Re. the work by De Dombal (I gather he sadly died this year),
this is where I was first introduced to computers, many years ago!

My father was chief technician in the Dept. of Diagnostic Methodology in
the Southern General, Glasgow.
Professor Caird, a gastroentorologist, was with that Dept.
I gather he was appointed the world's first ever Professor of Computing as applied to
medicine, at Glasgow University.

Anyway, the Dept. had a PDP-11/45 computer (much less powerful than all your PC's
these days!). Huge, removable 80MByte disk packs!
Programmed in FORTRAN by Lucas Associates.
(FORTRAN for human-computer interaction - yikes!)

Anyway, they built up a database of patient responses to questions on abodominal
pain. Using the Baysian statistics of Dr. De Dombal, the computer was able to
come up with some pretty accurate diagnoses.
A couple of the things I remember are

1) patients were more likely to tell the 'truth' to a computer, being less
   embarrased. e.g. about levels of alcohol consumption.
   "I only drink to be sociable, doctor"

2) Some of the computer vocabulary had to be changed to suit local tastes.
    I'm sure Alan Hyslop can tell us what the 'dry boak' is!

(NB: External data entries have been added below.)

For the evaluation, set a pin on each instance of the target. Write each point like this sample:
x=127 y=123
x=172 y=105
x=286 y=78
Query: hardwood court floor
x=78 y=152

The unit had a room where the patient sat in front of a computer terminal
(none of your windows in those days). The keyboard was replaced by a box with
two or three touch sensitive buttons.
Unknown to the patient, researchers could watch via a one-way screen
and do research on patient-computer interaction.

I gather the PDP went to the great scrapyard in the sky a few years ago. Sad.